Curling club in Boston

Broomstones Curling Club is the largest curling club in the Boston area, with a membership of over 400 active curlers, four sheets, and curling leagues every day of the week during the winter curling season. Broomstones is affiliated with the Grand National Curling Club. A unique feature of the club is its origin by and separate maintenance of three separate curling clubs in the area that combined to share resources, but maintain individual identity for national competition purposes.

==History==
The sport of curling was introduced to the Boston area in the 1800s, and the first indoor curling club in the United States was opened in Boston, MA in 1881. The Boston area was home to the first ever curling game held on purpose built artificial ice, in the Boston Arena, on January 18, 1911 A large number of curling clubs formed in the late 1800s and early 1900s, either curling on outdoor ice, or indoors within the purviews of a Country Club or other sporting organization. Some clubs did not have their own ice, but instead rented access from others.

Three Boston-area curling clubs, the Brae Burn, Wellesley, and Weston country clubs had been renting ice from The Country Club, and wanted to have their own ice. When Wellesley and Weston denied petitions to build a curling facility, the curling members of those country clubs decided to affiliate and build a facility which the respective clubs could share.

At the time, it was decided that the clubs would maintain their own identities, memberships, and finances. Broomstones, Inc. was established to act as the owner of the facility, and two of the three clubs (Wellesley and Weston) rented ice-time from it. The arrangement was successful, and in 1978, Brae Burn joined Broomstones.
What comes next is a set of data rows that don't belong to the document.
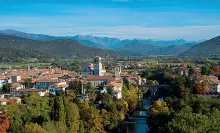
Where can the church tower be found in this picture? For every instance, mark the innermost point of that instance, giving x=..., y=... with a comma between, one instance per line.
x=97, y=66
x=118, y=71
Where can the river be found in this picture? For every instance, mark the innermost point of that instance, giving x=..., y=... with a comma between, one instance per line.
x=138, y=124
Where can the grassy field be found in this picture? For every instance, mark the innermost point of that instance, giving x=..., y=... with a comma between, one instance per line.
x=3, y=65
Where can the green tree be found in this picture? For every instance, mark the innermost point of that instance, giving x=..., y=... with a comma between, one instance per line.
x=204, y=70
x=158, y=115
x=132, y=98
x=91, y=118
x=15, y=113
x=6, y=88
x=202, y=88
x=37, y=110
x=59, y=110
x=34, y=128
x=72, y=116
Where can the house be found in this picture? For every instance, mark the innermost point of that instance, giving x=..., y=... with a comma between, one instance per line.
x=22, y=92
x=15, y=78
x=3, y=101
x=57, y=87
x=183, y=70
x=114, y=88
x=133, y=78
x=214, y=85
x=15, y=87
x=45, y=83
x=97, y=68
x=99, y=81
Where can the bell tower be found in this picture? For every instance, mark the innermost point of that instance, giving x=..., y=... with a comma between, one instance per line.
x=97, y=66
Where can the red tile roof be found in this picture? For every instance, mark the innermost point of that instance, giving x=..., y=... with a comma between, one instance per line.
x=97, y=78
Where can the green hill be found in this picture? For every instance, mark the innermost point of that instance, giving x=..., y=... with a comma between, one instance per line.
x=15, y=55
x=207, y=48
x=60, y=48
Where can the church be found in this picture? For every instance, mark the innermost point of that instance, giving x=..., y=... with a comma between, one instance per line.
x=96, y=68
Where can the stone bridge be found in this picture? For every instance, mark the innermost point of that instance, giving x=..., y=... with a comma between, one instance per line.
x=154, y=88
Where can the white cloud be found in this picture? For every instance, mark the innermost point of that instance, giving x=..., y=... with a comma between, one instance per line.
x=130, y=32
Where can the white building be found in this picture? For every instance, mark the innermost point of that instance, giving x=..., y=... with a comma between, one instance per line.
x=15, y=79
x=57, y=87
x=115, y=88
x=214, y=85
x=96, y=68
x=118, y=71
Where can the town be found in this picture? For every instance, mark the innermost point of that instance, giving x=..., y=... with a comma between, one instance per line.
x=134, y=87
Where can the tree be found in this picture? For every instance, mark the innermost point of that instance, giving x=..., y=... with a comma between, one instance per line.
x=4, y=123
x=6, y=88
x=27, y=83
x=76, y=85
x=37, y=110
x=132, y=98
x=72, y=116
x=202, y=88
x=204, y=70
x=191, y=71
x=59, y=110
x=91, y=118
x=90, y=88
x=158, y=115
x=192, y=123
x=178, y=88
x=15, y=114
x=34, y=128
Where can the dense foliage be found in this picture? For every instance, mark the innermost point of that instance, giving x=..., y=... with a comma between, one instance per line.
x=184, y=109
x=60, y=48
x=15, y=55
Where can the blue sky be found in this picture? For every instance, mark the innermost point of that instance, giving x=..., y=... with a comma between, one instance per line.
x=155, y=19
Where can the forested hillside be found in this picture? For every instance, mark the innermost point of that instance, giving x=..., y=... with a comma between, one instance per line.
x=15, y=55
x=60, y=48
x=207, y=48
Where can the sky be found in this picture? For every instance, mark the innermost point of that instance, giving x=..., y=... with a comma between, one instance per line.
x=124, y=19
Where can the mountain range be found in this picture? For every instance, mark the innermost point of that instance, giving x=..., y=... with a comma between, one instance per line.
x=62, y=48
x=208, y=48
x=131, y=47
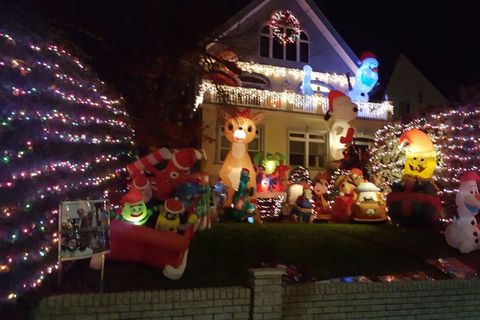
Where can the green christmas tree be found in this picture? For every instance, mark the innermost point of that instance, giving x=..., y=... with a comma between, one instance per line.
x=62, y=137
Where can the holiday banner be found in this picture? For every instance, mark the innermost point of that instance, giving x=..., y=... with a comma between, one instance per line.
x=83, y=229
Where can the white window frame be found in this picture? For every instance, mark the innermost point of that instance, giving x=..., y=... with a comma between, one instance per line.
x=307, y=138
x=220, y=134
x=297, y=43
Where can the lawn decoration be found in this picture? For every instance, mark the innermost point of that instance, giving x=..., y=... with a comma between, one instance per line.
x=342, y=110
x=345, y=187
x=421, y=156
x=187, y=193
x=368, y=203
x=164, y=248
x=366, y=77
x=299, y=181
x=463, y=234
x=160, y=184
x=270, y=172
x=282, y=171
x=134, y=209
x=320, y=189
x=240, y=131
x=302, y=211
x=220, y=192
x=413, y=201
x=242, y=208
x=169, y=218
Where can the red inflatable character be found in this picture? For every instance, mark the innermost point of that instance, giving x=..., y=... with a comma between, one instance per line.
x=160, y=184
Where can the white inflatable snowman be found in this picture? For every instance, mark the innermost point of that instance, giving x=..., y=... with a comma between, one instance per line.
x=342, y=111
x=365, y=78
x=463, y=234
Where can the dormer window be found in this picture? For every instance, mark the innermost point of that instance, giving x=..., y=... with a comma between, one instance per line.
x=272, y=48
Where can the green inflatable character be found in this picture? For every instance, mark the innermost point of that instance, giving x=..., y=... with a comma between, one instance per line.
x=134, y=209
x=242, y=208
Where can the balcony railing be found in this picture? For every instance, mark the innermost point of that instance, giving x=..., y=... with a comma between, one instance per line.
x=287, y=100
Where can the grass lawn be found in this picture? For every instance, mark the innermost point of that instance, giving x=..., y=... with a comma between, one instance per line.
x=222, y=255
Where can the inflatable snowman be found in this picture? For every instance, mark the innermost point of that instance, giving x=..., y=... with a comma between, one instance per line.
x=342, y=110
x=365, y=78
x=463, y=234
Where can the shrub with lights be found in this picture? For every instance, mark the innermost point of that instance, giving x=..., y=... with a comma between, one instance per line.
x=62, y=138
x=454, y=134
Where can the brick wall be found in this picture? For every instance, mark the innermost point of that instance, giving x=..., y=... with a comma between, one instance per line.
x=446, y=299
x=209, y=303
x=268, y=299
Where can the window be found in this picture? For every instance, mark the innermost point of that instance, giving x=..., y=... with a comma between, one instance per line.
x=223, y=145
x=271, y=48
x=307, y=149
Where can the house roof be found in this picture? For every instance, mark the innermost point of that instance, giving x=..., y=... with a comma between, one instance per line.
x=312, y=11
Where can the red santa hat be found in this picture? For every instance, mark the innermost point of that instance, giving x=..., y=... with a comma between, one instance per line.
x=322, y=176
x=420, y=144
x=174, y=206
x=245, y=170
x=333, y=95
x=357, y=171
x=367, y=55
x=470, y=176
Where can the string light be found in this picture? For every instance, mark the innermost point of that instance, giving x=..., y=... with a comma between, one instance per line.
x=455, y=136
x=71, y=140
x=210, y=92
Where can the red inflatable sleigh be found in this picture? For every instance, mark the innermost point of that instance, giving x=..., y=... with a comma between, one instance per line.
x=156, y=248
x=161, y=249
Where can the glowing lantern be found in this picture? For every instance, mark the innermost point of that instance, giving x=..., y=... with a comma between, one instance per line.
x=134, y=209
x=421, y=157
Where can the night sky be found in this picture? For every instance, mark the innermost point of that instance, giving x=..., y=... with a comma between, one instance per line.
x=440, y=40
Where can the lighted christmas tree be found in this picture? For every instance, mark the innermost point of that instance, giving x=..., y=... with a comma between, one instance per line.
x=455, y=136
x=62, y=137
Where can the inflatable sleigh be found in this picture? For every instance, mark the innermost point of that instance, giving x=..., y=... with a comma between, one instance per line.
x=162, y=249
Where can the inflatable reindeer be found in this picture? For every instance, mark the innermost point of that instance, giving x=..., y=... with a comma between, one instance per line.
x=240, y=131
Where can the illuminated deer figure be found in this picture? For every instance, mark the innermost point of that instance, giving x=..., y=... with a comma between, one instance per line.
x=240, y=131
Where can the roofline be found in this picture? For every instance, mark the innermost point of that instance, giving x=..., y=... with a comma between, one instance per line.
x=325, y=30
x=313, y=12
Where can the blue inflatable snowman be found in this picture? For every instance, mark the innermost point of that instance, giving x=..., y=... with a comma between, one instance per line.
x=365, y=78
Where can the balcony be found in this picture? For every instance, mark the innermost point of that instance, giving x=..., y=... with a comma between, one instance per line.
x=287, y=101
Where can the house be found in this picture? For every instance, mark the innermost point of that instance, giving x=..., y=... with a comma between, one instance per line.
x=273, y=72
x=410, y=90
Over the years, a group identity and sense of camaraderie was established, and in 1992, Broomstones became more than just the facility owner; it became a curling club in its own right. Today, the Brae Burn, Wellesley and Weston curling clubs still exist as independent entities, but most curlers at Broomstones are members of the Broomstones Curling Club, Any Broomstones member can choose to also join one of the other three clubs.

Broomstones Curling Club, like many American curling clubs, has enjoyed a huge increase in membership since Curling has become a Winter Olympic Sport in the 1990s. Broomstones is part of the Grand National Curling Club, the United States Curling Association and the United States Women's Curling Association.

==Championship Host Site==
Broomstones, along with The Country Club (Brookline, MA) were the hosts for the 2011 United States Senior Curling Championships

The club also hosted the 2012 United States Mixed Doubles Curling Championship, held from December 7 to 11, 2011

In 2019, Broomstones hosted the USA College Curling National Championship.

In 2023, Broomstones hosted the USA Junior National Championships.

== Notable members ==

- Shelly Dropkin won Silver as the lead on Team USA for the 2022 World Senior Curling Championships
- Korey Dropkin originally curled at Broomstones prior to his professional career.
- Monica Walker and mixed doubles partner Alex Leichter are Broomstones members.